Statistics and Actuarial Sciences


Jorn Diedrichsen


Multi-voxel pattern analysis (MVPA) provides a powerful framework for making statistical inferences on the information present in brain activity patterns as measured by functional magnetic resonance imaging (fMRI). Many recent studies suggest that MVPA performance benefits from taking into account the spatial voxel-to-voxel correlations in the measurement noise. However, estimating these noise correlations is challenging due to the limited data points and large voxel counts. To address this issue, it is common practice to shrink the empirical correlation estimate towards its identity matrix, which biases the estimate towards the incorrect assumption that voxels are independent. We therefore propose an anatomically-informed model of measurement noise in fMRI, which takes into account the distances of voxels in the measurement volume, their distance on the cortical sheet, and the depth at which they sample the cortex. Our model can predict the noise-correlation structure in new participants and datasets. It improves the noise correlation estimate when used as a shrinkage target, thereby also potentially improving statistical inferences in MVPA.

Summary for Lay Audience

Functional Magnetic Resonance Imaging (fMRI) is a non-invasive imaging technique that allows researchers to measure the activity in the human brain. To compare the fine-grained pattern of brain activation, researchers employ multivariate analysis methods to make inferences on the activity observed in groups of voxels, the 3D analog of image pixels in a brain image.

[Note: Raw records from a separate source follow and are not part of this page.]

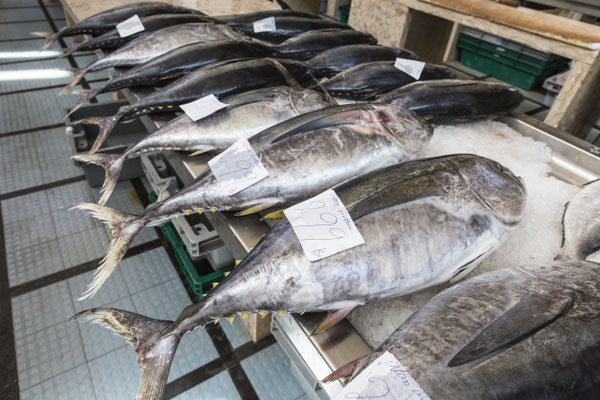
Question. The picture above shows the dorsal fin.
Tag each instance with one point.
(527, 317)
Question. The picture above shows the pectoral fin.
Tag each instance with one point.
(524, 319)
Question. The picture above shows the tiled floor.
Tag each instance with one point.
(58, 358)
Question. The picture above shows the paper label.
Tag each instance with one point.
(130, 26)
(323, 226)
(264, 25)
(385, 379)
(237, 167)
(411, 67)
(203, 107)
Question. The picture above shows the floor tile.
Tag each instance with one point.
(219, 387)
(41, 309)
(75, 384)
(48, 353)
(269, 373)
(98, 340)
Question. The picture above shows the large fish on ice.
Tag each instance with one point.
(423, 222)
(303, 158)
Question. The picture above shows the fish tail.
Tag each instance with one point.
(50, 37)
(112, 164)
(346, 370)
(124, 228)
(106, 125)
(153, 340)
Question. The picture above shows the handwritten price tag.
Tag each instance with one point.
(384, 379)
(323, 226)
(237, 167)
(203, 107)
(264, 25)
(411, 67)
(130, 26)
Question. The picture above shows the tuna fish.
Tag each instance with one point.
(455, 101)
(157, 43)
(338, 59)
(303, 159)
(112, 39)
(247, 113)
(424, 222)
(107, 20)
(219, 80)
(375, 78)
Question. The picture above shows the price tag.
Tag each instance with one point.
(237, 167)
(130, 26)
(203, 107)
(323, 226)
(264, 25)
(385, 379)
(411, 67)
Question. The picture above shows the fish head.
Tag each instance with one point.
(495, 186)
(404, 128)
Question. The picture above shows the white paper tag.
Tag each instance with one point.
(203, 107)
(264, 25)
(411, 67)
(237, 167)
(385, 379)
(130, 26)
(323, 226)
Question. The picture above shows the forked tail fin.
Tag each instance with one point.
(124, 228)
(106, 125)
(112, 164)
(150, 338)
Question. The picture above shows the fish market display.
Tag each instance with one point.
(526, 332)
(455, 101)
(302, 160)
(368, 80)
(286, 27)
(107, 20)
(220, 80)
(338, 59)
(247, 114)
(424, 222)
(112, 39)
(153, 45)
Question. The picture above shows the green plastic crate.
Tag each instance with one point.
(200, 284)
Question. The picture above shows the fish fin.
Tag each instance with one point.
(346, 370)
(50, 37)
(332, 318)
(254, 209)
(155, 351)
(124, 228)
(525, 318)
(112, 164)
(106, 125)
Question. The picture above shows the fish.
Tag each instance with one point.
(113, 40)
(527, 332)
(338, 59)
(369, 80)
(422, 221)
(453, 101)
(247, 113)
(179, 62)
(107, 20)
(147, 47)
(216, 79)
(306, 45)
(287, 27)
(303, 159)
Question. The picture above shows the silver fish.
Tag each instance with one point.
(303, 159)
(423, 222)
(153, 45)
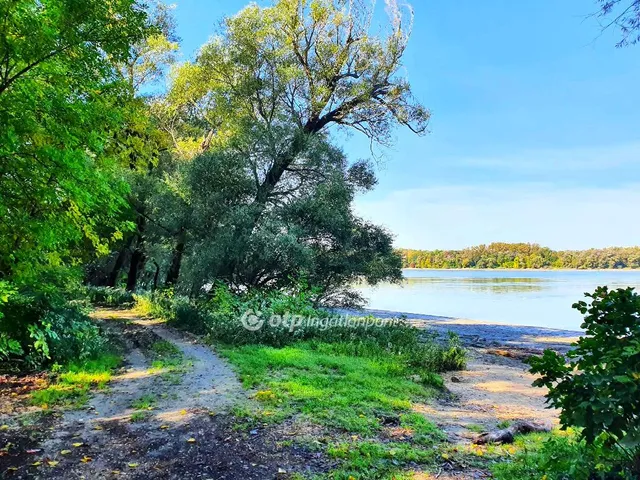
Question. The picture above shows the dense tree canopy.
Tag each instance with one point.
(255, 194)
(522, 255)
(61, 101)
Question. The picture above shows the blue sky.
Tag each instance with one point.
(535, 130)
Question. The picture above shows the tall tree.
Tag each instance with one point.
(288, 73)
(60, 101)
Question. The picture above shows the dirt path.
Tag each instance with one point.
(491, 391)
(187, 432)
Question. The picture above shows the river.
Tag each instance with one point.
(541, 298)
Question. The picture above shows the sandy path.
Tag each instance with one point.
(492, 390)
(207, 386)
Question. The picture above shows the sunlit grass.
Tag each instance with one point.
(73, 382)
(355, 398)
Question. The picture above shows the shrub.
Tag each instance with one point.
(598, 390)
(559, 456)
(43, 331)
(220, 317)
(109, 296)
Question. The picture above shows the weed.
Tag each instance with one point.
(146, 402)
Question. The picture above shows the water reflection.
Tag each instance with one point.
(530, 297)
(489, 284)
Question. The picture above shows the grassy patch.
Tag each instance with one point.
(557, 456)
(73, 382)
(354, 394)
(146, 402)
(356, 398)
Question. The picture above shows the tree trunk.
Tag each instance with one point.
(117, 266)
(156, 275)
(176, 262)
(137, 257)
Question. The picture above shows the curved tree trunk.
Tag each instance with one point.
(119, 263)
(138, 256)
(176, 262)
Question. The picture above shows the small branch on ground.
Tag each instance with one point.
(507, 435)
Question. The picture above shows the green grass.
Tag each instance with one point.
(353, 394)
(146, 402)
(72, 384)
(355, 398)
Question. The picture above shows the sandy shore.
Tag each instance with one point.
(485, 334)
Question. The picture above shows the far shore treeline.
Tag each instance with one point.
(522, 255)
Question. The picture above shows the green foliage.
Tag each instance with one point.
(598, 389)
(59, 105)
(522, 255)
(109, 296)
(46, 331)
(220, 318)
(355, 394)
(561, 456)
(72, 383)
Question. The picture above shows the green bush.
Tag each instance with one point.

In these analyses, they often assume that the measurement error is independent across voxels. However, that is not the case; fMRI data has a strong and reliable correlation structure across voxels. Mounting evidence shows that, based on this incorrect assumption, researchers are likely to arrive at incorrect decisions. Therefore, the goal of this project is to build a model of the spatial noise correlation structure in fMRI data and use it to improve multivariate inference. We construct potential noise correlation models using different aspects of the anatomical information. For example, two voxels that are close to each other are more correlated than two voxels that are far apart. The spatial distance in the volume hence is one of the anatomical factors that we consider. We also consider the distance along the cortical surface (i.e., taking into account the individual brain folding structure) and whether the voxel measured superficial or deep aspects of the brain. Our results show that the use of our anatomically-informed noise correlation model can lead to better inference than assuming the independence of voxels.